How do you, as a leader of a law office, show your commitment to the firm?

It isn’t easy to manage a business, such as a firm of lawyers. Driving it to meet growth and profit objectives is even more challenging. Attracting and retaining the best legal talent is a priority for running a successful firm.

Thomson Reuters Institute 2022 Report on the state of the legal market says that some firms face more than 25% turnover of their associates. These firms risk losing 125% more associates than the pre-pandemic standard of losing half their staff over five years. Have you addressed the needs and concerns of your legal professionals to maintain a stable, healthy workforce? Reviewing key questions will help you assess your firm’s outlook on attracting and retaining talent.
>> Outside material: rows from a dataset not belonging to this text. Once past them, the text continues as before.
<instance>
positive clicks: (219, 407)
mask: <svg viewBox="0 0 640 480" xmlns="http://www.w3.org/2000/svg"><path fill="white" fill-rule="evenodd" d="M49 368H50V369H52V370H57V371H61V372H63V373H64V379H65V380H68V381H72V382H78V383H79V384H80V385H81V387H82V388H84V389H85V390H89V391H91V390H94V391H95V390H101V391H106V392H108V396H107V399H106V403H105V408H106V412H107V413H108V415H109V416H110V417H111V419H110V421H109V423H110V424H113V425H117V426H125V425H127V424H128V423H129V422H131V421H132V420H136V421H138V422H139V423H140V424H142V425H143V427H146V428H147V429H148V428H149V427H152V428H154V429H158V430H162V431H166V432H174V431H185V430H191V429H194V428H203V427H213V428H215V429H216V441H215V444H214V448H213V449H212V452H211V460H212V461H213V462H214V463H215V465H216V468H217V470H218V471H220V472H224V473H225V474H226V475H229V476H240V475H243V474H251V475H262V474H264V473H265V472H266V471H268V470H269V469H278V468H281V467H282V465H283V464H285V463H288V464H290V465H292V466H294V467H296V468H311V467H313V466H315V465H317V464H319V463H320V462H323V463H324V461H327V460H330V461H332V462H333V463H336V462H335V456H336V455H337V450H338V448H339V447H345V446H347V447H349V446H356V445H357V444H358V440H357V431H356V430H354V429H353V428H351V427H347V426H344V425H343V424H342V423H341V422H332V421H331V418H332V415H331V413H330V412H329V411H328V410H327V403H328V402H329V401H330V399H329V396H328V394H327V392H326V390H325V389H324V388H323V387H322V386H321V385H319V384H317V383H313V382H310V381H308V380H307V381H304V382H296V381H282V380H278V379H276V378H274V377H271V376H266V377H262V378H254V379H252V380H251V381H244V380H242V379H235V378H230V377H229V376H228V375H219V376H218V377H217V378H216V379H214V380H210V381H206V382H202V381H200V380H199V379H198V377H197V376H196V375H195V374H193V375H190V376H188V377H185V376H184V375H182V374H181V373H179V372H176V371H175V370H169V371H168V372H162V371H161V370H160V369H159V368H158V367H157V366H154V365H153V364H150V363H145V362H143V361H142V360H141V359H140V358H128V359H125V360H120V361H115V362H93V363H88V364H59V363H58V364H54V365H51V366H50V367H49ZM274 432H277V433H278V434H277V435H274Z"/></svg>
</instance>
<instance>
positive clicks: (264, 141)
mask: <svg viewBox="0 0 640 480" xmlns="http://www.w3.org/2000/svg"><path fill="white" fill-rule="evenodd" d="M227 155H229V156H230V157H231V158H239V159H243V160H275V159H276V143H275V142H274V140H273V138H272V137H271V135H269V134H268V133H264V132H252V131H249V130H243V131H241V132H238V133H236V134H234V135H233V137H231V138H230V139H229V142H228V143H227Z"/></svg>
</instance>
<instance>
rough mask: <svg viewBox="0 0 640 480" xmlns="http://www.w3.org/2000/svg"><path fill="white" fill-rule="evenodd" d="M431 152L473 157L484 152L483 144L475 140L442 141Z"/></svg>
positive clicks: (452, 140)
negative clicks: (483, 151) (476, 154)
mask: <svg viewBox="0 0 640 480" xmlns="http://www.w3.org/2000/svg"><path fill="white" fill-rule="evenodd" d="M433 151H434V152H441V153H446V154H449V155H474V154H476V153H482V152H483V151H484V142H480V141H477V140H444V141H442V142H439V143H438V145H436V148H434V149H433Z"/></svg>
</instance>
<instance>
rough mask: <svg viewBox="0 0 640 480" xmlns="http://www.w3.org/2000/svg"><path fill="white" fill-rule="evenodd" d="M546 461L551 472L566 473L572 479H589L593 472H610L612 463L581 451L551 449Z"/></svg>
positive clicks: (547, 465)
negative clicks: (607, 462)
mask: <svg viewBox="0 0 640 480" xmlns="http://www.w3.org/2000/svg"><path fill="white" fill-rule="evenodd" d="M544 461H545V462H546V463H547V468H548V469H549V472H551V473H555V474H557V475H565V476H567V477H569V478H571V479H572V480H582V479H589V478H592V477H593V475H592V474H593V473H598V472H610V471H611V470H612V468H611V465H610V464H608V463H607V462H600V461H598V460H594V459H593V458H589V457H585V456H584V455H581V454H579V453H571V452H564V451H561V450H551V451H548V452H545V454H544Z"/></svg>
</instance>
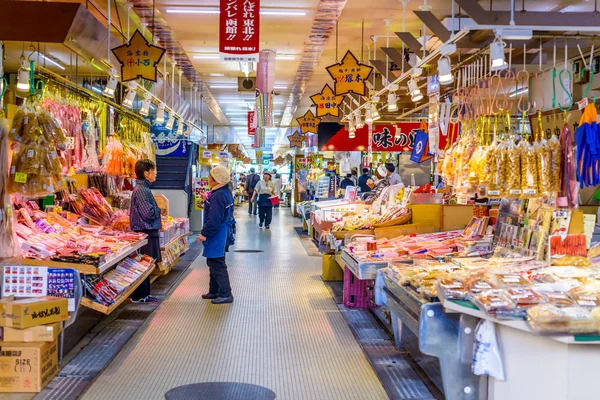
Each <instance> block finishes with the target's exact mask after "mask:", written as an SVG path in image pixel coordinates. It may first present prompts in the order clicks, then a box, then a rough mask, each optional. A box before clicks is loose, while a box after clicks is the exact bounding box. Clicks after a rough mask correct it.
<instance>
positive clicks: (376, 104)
mask: <svg viewBox="0 0 600 400" xmlns="http://www.w3.org/2000/svg"><path fill="white" fill-rule="evenodd" d="M371 115H372V118H373V121H377V120H379V119H381V115H379V111H378V110H377V104H375V103H373V104H371Z"/></svg>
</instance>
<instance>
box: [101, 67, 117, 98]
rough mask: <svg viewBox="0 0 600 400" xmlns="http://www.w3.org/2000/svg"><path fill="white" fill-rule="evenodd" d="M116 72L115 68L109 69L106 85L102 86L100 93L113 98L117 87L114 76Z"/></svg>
mask: <svg viewBox="0 0 600 400" xmlns="http://www.w3.org/2000/svg"><path fill="white" fill-rule="evenodd" d="M116 74H117V70H116V69H114V68H113V69H111V70H110V76H109V78H108V82H106V86H105V87H104V90H103V91H102V94H103V95H105V96H106V97H108V98H111V99H112V98H113V97H115V90H116V89H117V83H118V81H117V78H115V75H116Z"/></svg>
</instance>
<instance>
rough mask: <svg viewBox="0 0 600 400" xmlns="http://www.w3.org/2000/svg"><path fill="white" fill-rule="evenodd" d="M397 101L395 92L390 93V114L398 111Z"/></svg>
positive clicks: (389, 111)
mask: <svg viewBox="0 0 600 400" xmlns="http://www.w3.org/2000/svg"><path fill="white" fill-rule="evenodd" d="M397 100H398V99H397V98H396V93H394V92H389V93H388V111H389V112H394V111H398V104H396V101H397Z"/></svg>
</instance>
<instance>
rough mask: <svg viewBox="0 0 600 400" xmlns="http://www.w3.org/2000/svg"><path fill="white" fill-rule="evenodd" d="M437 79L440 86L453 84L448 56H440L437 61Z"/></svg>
mask: <svg viewBox="0 0 600 400" xmlns="http://www.w3.org/2000/svg"><path fill="white" fill-rule="evenodd" d="M438 77H439V82H440V85H449V84H451V83H452V82H454V76H453V75H452V66H451V65H450V58H448V56H442V57H440V59H439V60H438Z"/></svg>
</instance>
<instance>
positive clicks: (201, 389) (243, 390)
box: [165, 382, 275, 400]
mask: <svg viewBox="0 0 600 400" xmlns="http://www.w3.org/2000/svg"><path fill="white" fill-rule="evenodd" d="M274 398H275V393H273V392H272V391H271V390H269V389H267V388H266V387H262V386H256V385H250V384H247V383H236V382H206V383H194V384H191V385H185V386H179V387H176V388H174V389H171V390H169V391H168V392H167V393H166V394H165V399H166V400H234V399H244V400H273V399H274Z"/></svg>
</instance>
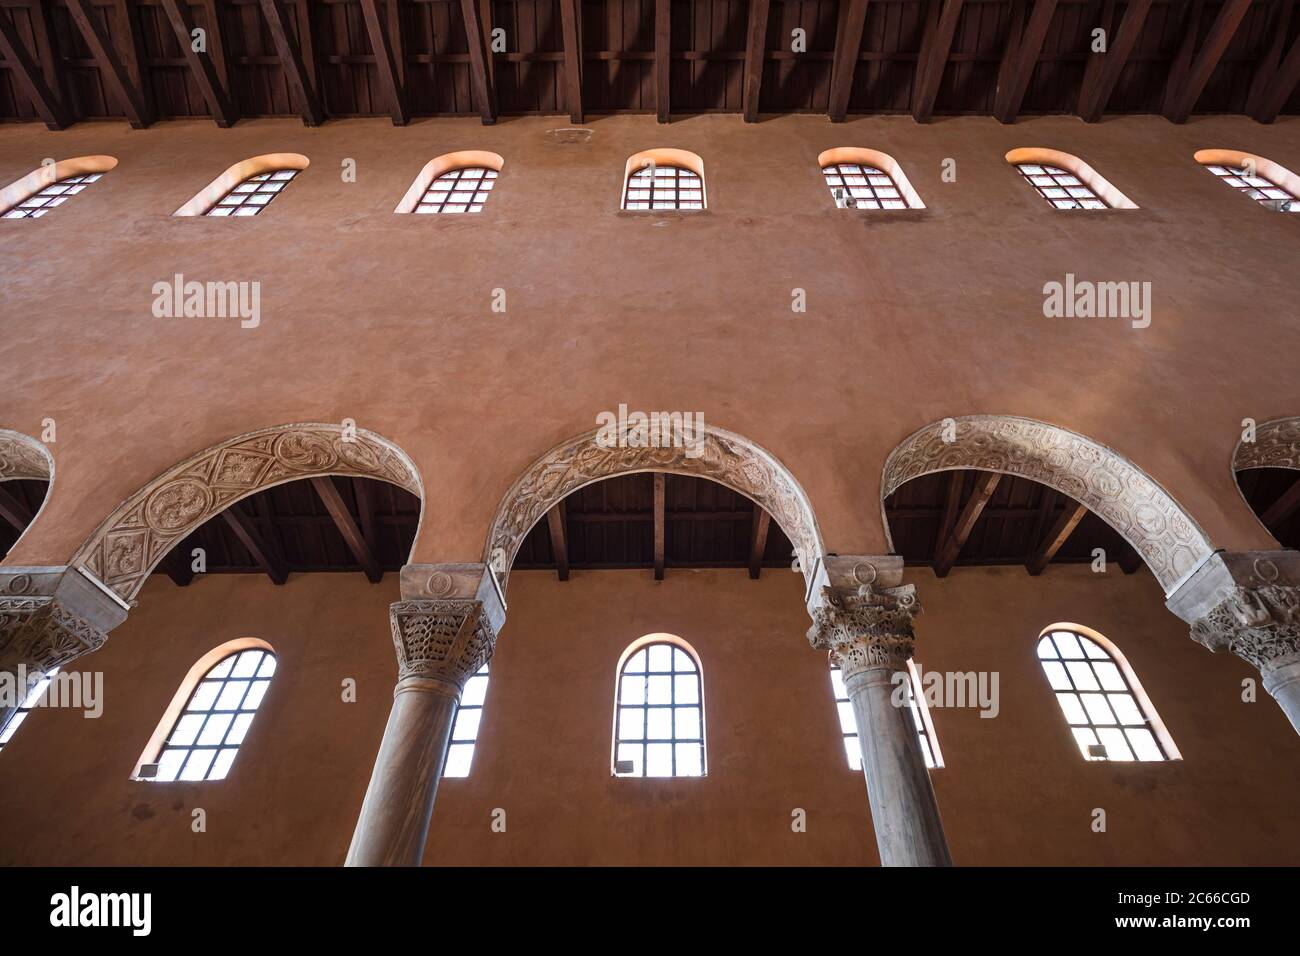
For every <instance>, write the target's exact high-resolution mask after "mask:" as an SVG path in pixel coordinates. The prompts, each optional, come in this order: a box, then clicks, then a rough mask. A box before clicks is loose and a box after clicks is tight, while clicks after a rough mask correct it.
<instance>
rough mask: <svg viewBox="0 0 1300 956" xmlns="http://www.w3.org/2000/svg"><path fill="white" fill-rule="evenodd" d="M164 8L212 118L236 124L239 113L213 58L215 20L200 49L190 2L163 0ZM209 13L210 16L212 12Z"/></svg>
mask: <svg viewBox="0 0 1300 956" xmlns="http://www.w3.org/2000/svg"><path fill="white" fill-rule="evenodd" d="M162 9H164V10H165V12H166V17H168V20H169V21H170V22H172V30H173V31H174V33H175V39H177V43H179V44H181V53H182V56H185V61H186V64H188V66H190V73H191V75H192V77H194V82H195V85H196V86H198V87H199V92H200V94H203V100H204V103H207V104H208V112H209V113H212V118H213V120H214V121H216V124H217V126H224V127H227V126H234V125H235V122H237V121H238V120H239V113H238V111H237V109H235V107H234V103H233V101H231V99H230V95H229V94H227V92H226V88H225V86H224V85H222V82H221V77H220V75H217V68H216V64H214V62H213V52H212V51H213V43H214V35H216V26H214V23H211V22H209V25H208V29H207V34H208V39H207V44H205V48H207V52H203V53H200V52H198V51H196V49H195V48H194V42H192V36H194V29H195V27H194V18H192V17H191V16H190V5H188V4H187V3H182V0H162ZM208 16H209V18H211V17H212V13H209V14H208Z"/></svg>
What kind of culture do we have?

The term culture is used to describe all work environments. It is essential to make a strategic, thoughtful commitment to creating and defining a culture that promotes healthy employees. What values does your company embrace? Do you prioritize billable hours or profits in your firm (either implicitly or explicitly)?

Is there a mentorship/growth opportunity available for my team?

Many leaders of law firms credit their mentors for their success. While a mentoring relationship may seem personal, it is not the same thing as having a friend counsel you. A formal mentoring program will democratize a mentor’s power and provide the most excellent value for the mentee and mentor. Sometimes having more than one mentoring is essential.

Kate Reder Sheikh, MLA, writes: “Law firms who select one partner as ‘the mentor partner’ for many of their associates miss the point. Strong mentoring relationships must be one on one.” Every young associate at Big Law should be assigned a mentor from within their department. A second one on a different team. The mentor that does the same job can guide the associate, answer legal questions and keep track of staffing issues. A mentor who is located elsewhere in the firm can be a person you can vent to. They are also a problem solver and coach for life at the firm .”

Is there an excellent work-life balance in my team?

We realized that the work-life balance was fragile in law firms long before there was a pandemic. Allowing your staff to relax, unwind, and recharge is not only a great way to keep them happy but also to allow them to return to work with renewed energy. Thomson Reuters/Georgetown Law found that only 9% of lawyers cited compensation as the thing they liked best about their firm. The people and culture of their current firm along with the work-life balance was cited by those who were more likely to remain at their current firms.